Provinsi Kepulauan Bangka Belitung merupakan salah satu provinsi di Indonesia yang bercirikan kepulauan dengan produk unggulan timah, lada, karet dan sawit yang mendominasi penduduknya pada sektor tersebut untuk berusaha menghidupi keluarga ditengah kerasnya tantangan mencukupi perekonomian keluarga dan proses peningkatan taraf hidup sendiri walaupun saat ini produk tersebut sedang mengalami penurunan nilai jual di tingkat bawah. Keberlangsungn penurunan harga yang terlalu lama dapat menyebabkan para pelaku memutarkan otak dalam mencukupi kebutuhan hidup secara normal apalagi dalam menumbuhkembangkan anak pada usia remaja dengan tingkat ekonomi saat ini yang perlu dipersiapkan agar selalu sehat jasmani rohani mental dan spritual. Diketahui dari jumlah penduduk Provinsi Kepulauan Bangka Belitung ± 1,5 juta jiwa memiliki jumlah anak usia remaja yang bekerja ± 450 ribu dan pengangguran ± 16 ribu. (https://babel.bps.go.id/dynamictable/2018/01/23/408/)

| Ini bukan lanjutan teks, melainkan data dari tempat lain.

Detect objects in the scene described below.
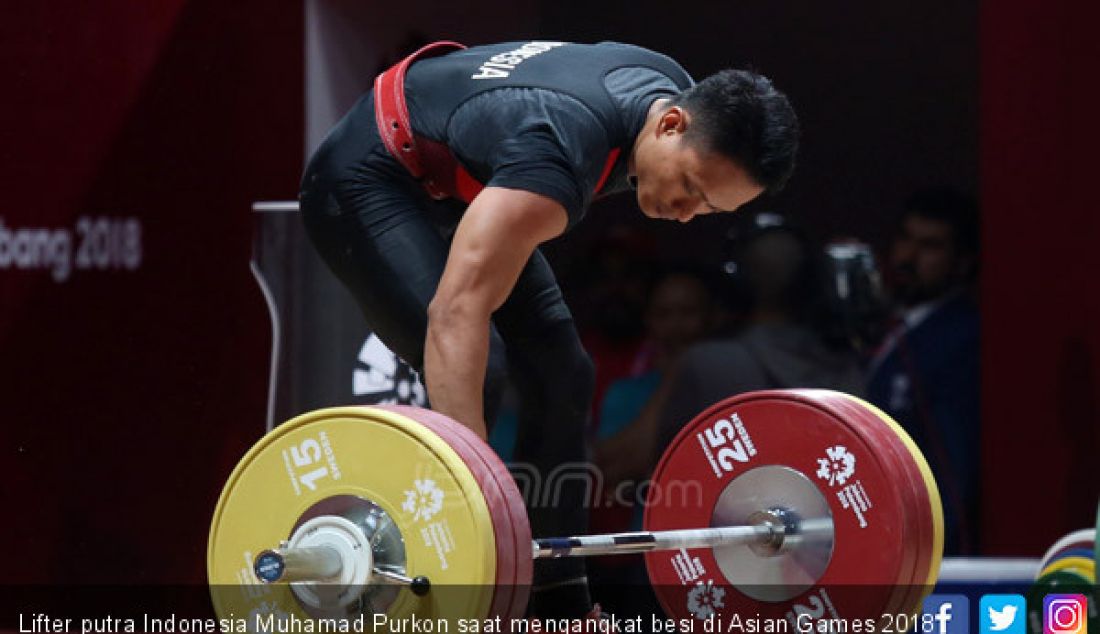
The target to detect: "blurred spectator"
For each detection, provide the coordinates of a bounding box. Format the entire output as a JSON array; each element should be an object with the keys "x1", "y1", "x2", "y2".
[
  {"x1": 568, "y1": 225, "x2": 660, "y2": 429},
  {"x1": 866, "y1": 187, "x2": 980, "y2": 555},
  {"x1": 595, "y1": 214, "x2": 864, "y2": 500},
  {"x1": 596, "y1": 266, "x2": 718, "y2": 441},
  {"x1": 654, "y1": 215, "x2": 865, "y2": 449},
  {"x1": 590, "y1": 267, "x2": 718, "y2": 529}
]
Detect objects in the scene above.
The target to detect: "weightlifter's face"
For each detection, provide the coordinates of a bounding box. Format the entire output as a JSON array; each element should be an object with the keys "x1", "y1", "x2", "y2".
[{"x1": 631, "y1": 103, "x2": 764, "y2": 223}]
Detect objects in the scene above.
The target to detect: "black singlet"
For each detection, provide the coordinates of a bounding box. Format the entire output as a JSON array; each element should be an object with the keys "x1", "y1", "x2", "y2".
[{"x1": 403, "y1": 41, "x2": 694, "y2": 226}]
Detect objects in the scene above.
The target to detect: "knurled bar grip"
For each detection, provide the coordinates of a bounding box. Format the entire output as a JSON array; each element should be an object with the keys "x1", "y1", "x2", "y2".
[{"x1": 533, "y1": 524, "x2": 777, "y2": 559}]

Usia remaja yang sangat rentan dengan masalah kompleks seiiring dengan masa peralihan atau masa transisi diantaranya seks pranikah, nakoba dan pernikahan dini. Mengingat data BPS 2017, angka pernikahan dini di Provinsi Bangka Belitung berada di posisi tertinggi ketiga di Indonesia dengan Persentase yaitu 68 persen warga menikah di bawah usia muda atau di bawah 21 tahun, sekitar 50 persen dari persentase tersebut tercata hamil di usia muda. Penurunan angka pernikahan dini diharapkan mampu dilakukan sejalan dengan telah dikeluarkan putusan oleh Mahkamah Konstitusi yang mengabulkan sebagian gugatan uji materi UU Perkawinan terkait batas usia perkawinan dalam Pasal 7 Ayat 1 Undang-Undang Nomor 1 Tahun 1974 tentang Perkawinan yang bertentangan dengan UUD 1945 dan UU Perlindungan Anak. Dalam UU Perlindungan Anak disyaratkan bahwa anak-anak adalah mereka yang berusia di bawah 18 tahun sehingga batas usia yang diatur dalam UU Perkawinan masih masuk kategori anak-anak.

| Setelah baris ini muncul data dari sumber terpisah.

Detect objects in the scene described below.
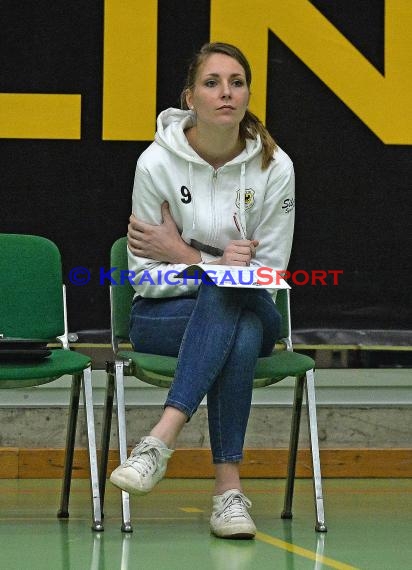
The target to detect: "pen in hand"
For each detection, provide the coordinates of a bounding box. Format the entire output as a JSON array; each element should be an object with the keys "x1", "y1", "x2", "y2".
[
  {"x1": 233, "y1": 212, "x2": 247, "y2": 239},
  {"x1": 233, "y1": 212, "x2": 259, "y2": 265}
]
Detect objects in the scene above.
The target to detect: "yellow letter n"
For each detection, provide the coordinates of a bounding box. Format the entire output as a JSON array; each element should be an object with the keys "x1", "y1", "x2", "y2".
[{"x1": 211, "y1": 0, "x2": 412, "y2": 145}]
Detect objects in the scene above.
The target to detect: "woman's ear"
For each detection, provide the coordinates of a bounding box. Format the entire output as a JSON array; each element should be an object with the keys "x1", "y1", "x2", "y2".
[{"x1": 185, "y1": 90, "x2": 193, "y2": 110}]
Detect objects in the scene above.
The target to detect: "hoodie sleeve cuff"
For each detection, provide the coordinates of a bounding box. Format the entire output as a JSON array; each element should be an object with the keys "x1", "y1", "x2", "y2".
[{"x1": 199, "y1": 251, "x2": 219, "y2": 264}]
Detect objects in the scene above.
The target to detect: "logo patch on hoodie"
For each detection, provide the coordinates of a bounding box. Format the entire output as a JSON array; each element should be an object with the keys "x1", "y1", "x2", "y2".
[
  {"x1": 235, "y1": 189, "x2": 255, "y2": 210},
  {"x1": 282, "y1": 197, "x2": 295, "y2": 213}
]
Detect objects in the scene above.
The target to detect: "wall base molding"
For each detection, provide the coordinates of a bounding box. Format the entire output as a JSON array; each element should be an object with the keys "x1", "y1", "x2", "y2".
[{"x1": 1, "y1": 448, "x2": 411, "y2": 479}]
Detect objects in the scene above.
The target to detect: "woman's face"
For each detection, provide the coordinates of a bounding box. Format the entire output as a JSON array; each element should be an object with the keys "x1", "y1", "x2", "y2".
[{"x1": 186, "y1": 53, "x2": 250, "y2": 130}]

Pendidikan merupakan salah satu elemen penting dari penciptaan pola pikir para remaja menuju jenjang pernikahan baik segi formal maupun informal. Pendidikan formal yang didapat dengan program wajib belajar yang diatur oleh peraturan perlu didukung dengan menggiatkan secara berkala edukasi yang bersifat membangun karakter terhadap dampak dari pernikahan dini. Pembekalan yang dapat menumbuhkan bakat dan edukasi melalui sosialisasi dan dialog interaktif terus dilakukan oleh pemerintah Tetapi tidak kita pungkiri pendidikan formal dapat diabaikan apabila dalam keluarga tersebut mempunyai tingkat kehidupan yang rendah atau ekonomi lemah yang pengaruh besar pada pendidikan informal.

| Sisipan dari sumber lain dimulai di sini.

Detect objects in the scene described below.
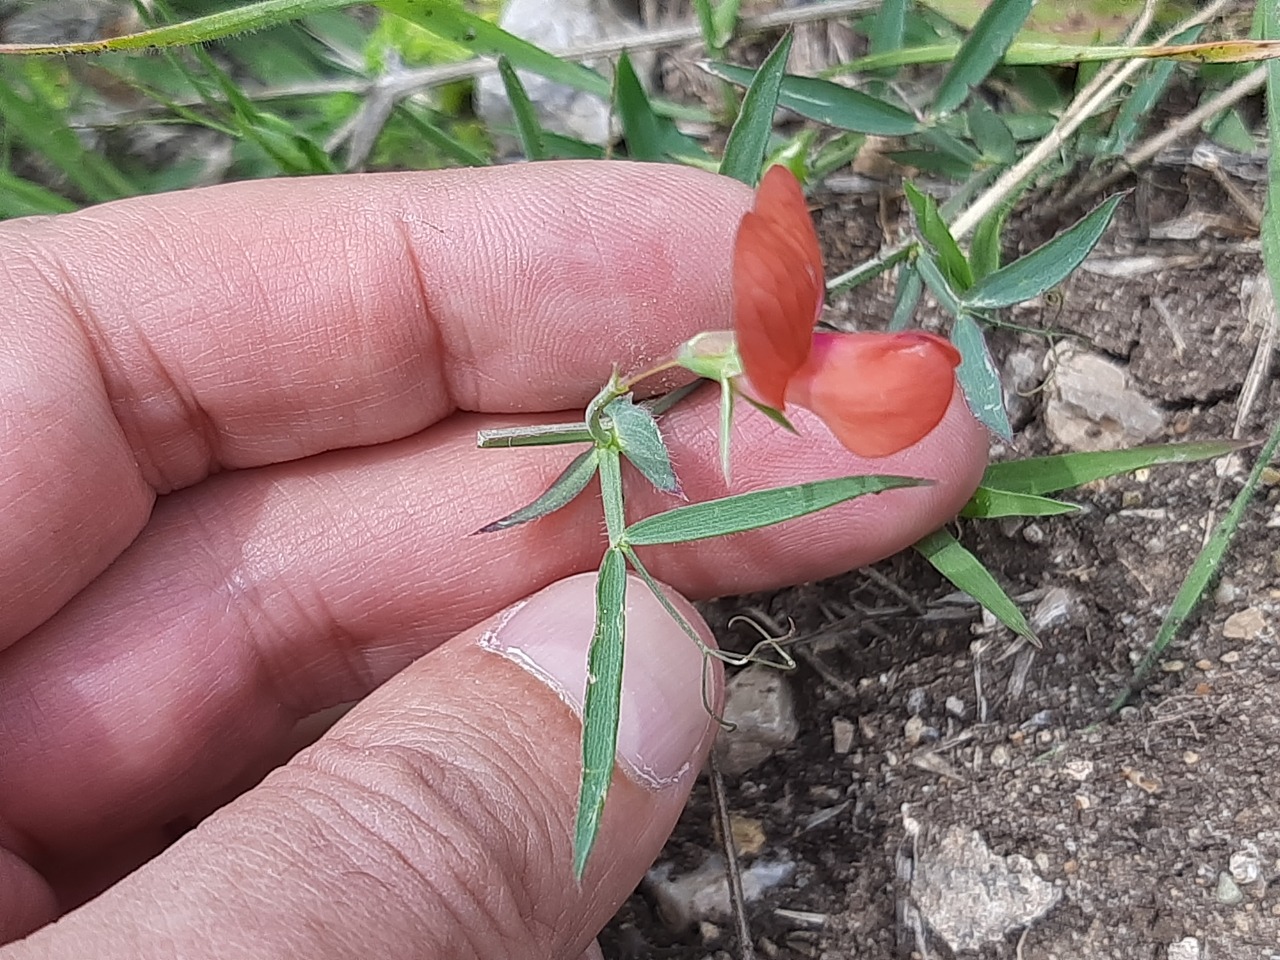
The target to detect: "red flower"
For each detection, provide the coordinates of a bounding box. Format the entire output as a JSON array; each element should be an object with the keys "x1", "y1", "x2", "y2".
[{"x1": 733, "y1": 166, "x2": 961, "y2": 458}]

Anak yang putus sekolah ataupun tidak mengenyam pendidikan formal mempunyai pola pikir yang berbeda menghadapi kesenjangan pemerataan pembangunan yang berbeda pada tiap daerah dan tergantung dari tradisi dan budaya lokal. Kebiasaan pada daerah tertentu berbeda dengan ciri khas produk unggulan yang merupakan mata pencaharian. Penekanan interaksi sosial perempuan dengan laki-laki pada usia remaja atau usia anak (menurut UU Perlindungan anak) perlu dibatasi dengan peranan keluarga yang berperan aktif dalam memberikan wawasan kepada sang anak akan dampak dari pernikahan dini dari sudut pandang kesehatan, psikologis dan mental.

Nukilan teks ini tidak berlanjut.